Professor Baron has just released her latest book, How To Read Now. In it she details the impact of using different mediums on learning, explaining why certain mediums are better for certain educational tasks. While video and audio have a place in the classroom, delivering background and context to a number of subjects, print delivers a vast number of advantages for learning, including:

  • Recalling details, such as events and where those events occurred.
  • Comprehension – studies show that students score higher when reading course material in print.¹
  • Mental abstraction, such as drawing inferences from a text.

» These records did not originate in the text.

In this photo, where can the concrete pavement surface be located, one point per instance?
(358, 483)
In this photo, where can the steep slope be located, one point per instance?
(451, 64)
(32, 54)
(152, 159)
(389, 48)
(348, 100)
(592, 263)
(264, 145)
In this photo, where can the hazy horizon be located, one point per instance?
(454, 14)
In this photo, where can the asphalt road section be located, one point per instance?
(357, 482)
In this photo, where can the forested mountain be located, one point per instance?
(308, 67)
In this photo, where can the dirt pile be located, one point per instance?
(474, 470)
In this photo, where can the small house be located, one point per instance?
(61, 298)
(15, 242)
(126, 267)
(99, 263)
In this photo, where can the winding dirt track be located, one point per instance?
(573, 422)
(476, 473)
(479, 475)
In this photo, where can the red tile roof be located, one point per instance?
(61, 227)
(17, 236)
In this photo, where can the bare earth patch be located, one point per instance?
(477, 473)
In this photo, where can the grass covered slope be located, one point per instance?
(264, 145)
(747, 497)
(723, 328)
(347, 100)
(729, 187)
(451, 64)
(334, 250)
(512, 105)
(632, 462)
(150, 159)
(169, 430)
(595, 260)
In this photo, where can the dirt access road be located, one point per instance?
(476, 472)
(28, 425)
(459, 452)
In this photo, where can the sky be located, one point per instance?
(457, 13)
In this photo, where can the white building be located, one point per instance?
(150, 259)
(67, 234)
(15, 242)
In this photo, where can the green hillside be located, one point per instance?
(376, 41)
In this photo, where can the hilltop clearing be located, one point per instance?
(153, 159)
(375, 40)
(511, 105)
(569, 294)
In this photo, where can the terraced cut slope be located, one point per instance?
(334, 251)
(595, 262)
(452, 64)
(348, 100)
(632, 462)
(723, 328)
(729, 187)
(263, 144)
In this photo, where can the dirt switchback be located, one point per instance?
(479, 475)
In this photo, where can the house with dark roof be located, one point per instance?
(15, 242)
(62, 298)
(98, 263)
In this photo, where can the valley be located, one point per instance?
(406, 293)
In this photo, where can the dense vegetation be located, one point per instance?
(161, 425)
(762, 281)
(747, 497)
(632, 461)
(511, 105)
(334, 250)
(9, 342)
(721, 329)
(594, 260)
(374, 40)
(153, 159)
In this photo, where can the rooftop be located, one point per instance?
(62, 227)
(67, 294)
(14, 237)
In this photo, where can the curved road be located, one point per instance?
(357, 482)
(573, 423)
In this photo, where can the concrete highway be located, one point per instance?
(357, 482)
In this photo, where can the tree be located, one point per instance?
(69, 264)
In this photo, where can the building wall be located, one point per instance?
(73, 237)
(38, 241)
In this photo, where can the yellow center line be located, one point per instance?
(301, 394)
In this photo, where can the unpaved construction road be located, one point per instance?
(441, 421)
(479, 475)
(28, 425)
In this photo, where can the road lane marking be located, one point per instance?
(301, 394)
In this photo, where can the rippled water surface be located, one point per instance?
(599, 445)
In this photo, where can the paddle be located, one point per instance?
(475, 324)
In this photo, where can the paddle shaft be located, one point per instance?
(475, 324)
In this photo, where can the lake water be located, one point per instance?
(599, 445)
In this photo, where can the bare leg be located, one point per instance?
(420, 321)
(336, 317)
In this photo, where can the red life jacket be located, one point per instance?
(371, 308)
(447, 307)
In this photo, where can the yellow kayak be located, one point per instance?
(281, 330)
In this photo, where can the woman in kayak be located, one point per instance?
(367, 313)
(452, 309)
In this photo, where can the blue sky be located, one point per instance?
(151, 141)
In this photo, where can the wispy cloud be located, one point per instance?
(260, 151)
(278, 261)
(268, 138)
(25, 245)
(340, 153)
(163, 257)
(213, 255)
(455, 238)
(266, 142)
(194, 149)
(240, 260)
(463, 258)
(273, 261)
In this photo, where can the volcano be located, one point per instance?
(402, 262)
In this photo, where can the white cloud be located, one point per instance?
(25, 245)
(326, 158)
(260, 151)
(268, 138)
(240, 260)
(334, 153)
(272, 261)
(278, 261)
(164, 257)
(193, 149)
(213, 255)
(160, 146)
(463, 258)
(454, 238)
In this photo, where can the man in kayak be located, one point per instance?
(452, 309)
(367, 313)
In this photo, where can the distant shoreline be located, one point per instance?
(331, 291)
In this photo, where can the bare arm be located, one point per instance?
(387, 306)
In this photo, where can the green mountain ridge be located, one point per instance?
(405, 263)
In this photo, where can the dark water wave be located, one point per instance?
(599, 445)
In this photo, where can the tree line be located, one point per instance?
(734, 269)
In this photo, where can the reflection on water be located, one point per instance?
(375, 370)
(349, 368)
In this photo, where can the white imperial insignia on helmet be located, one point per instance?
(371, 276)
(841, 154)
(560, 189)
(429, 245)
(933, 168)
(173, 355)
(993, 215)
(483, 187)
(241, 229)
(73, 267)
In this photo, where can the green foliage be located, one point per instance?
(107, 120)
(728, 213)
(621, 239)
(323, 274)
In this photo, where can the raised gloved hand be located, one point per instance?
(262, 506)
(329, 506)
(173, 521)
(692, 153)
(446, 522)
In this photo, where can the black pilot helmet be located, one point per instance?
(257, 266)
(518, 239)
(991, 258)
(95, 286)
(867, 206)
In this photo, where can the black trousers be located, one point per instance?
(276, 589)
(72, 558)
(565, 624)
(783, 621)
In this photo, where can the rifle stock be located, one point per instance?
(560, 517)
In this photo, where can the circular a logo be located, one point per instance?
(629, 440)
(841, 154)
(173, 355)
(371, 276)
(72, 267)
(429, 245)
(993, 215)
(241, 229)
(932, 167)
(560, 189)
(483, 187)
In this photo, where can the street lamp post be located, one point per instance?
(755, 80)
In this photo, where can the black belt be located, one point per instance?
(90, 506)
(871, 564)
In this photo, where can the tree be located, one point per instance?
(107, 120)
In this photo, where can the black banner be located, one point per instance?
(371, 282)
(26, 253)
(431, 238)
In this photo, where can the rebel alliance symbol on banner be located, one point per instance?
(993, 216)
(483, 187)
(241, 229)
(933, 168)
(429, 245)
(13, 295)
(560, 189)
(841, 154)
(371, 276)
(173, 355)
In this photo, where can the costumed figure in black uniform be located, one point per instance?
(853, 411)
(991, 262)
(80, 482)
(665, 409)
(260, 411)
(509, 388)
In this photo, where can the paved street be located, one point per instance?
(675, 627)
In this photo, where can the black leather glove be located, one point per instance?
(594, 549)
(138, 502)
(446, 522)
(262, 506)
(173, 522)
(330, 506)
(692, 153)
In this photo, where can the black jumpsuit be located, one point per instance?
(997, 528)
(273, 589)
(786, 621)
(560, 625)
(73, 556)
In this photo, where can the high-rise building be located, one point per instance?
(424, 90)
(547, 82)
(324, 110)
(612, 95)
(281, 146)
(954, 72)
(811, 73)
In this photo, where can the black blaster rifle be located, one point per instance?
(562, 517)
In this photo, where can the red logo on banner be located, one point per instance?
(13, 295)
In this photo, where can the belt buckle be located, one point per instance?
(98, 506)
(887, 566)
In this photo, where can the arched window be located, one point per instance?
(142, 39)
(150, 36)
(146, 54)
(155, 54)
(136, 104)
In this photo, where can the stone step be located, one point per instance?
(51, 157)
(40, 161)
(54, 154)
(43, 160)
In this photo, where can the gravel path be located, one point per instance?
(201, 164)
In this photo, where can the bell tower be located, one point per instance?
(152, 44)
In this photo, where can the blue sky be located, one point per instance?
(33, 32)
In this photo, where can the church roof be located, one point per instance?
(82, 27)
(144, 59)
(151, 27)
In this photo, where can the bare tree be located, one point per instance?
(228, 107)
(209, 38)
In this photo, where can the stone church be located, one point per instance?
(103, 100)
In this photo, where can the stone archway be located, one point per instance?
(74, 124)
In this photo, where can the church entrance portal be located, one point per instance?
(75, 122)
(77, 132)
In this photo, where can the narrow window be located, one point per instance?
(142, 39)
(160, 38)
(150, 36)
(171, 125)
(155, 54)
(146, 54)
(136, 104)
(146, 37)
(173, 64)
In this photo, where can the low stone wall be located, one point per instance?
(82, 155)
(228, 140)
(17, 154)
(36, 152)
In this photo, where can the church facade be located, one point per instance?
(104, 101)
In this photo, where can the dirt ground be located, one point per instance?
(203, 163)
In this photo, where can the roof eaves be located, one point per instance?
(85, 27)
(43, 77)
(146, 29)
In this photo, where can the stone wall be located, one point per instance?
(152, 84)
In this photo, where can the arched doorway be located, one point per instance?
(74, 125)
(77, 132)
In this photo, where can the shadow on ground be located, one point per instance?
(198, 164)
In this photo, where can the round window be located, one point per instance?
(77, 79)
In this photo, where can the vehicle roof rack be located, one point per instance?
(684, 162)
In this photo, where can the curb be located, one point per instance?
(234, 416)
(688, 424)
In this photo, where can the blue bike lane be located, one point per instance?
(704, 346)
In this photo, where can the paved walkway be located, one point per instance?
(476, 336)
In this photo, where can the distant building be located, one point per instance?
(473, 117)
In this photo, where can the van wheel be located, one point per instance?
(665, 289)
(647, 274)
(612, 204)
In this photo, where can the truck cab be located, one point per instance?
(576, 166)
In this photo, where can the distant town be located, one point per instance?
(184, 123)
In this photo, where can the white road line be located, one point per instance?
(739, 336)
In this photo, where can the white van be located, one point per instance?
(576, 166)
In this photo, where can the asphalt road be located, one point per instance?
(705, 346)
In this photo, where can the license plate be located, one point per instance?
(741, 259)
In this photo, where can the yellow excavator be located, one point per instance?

As well as quantitative evidence that print is better for learning, research by Professor Baron also found a preference for paper amongst the students themselves. Having surveyed over 400 students in five countries about their reading practices, the study found that 92% said they concentrated best when reading in print. The respondents also overwhelmingly judged reading on paper as better for concentration, learning and remembering than reading digitally.²

“The discrepancies between print and digital results are partly related to paper’s physical properties,” says Professor Baron. “With paper, there is a literal laying on of hands, along with the visual geography of distinct pages. People often link their memory of what they’ve read to how far into the book it was or where it was on the page.”

Making New Connections

While the link between the senses is undoubtedly a key reason why print continues to be better for education, the issue of improved concentration is also a factor. The readability of text on print has been honed over centuries to be as simple and accessible as possible. The font, character size, space between lines – all are ideal for the human mind to process.

For textbooks, being able to flick quickly through the pages, cross-referencing words, statements and sections can also build vital connections that spark ideas or new ways of thinking. When you compare print’s enduring potential to deliver inspiration and insight with the distractions of online content and the temptation to multitask, print should have a permanent place on the curriculum.

Sources

  1. Effects of Processing Time on Comprehension and Calibration in Print and Digital Mediums, Singer Trakhman, Alexander & Berkowitz, 2017.
  2. The persistence of print among university students: An exploratory study, Baron, Calixte, Havewala, 2017.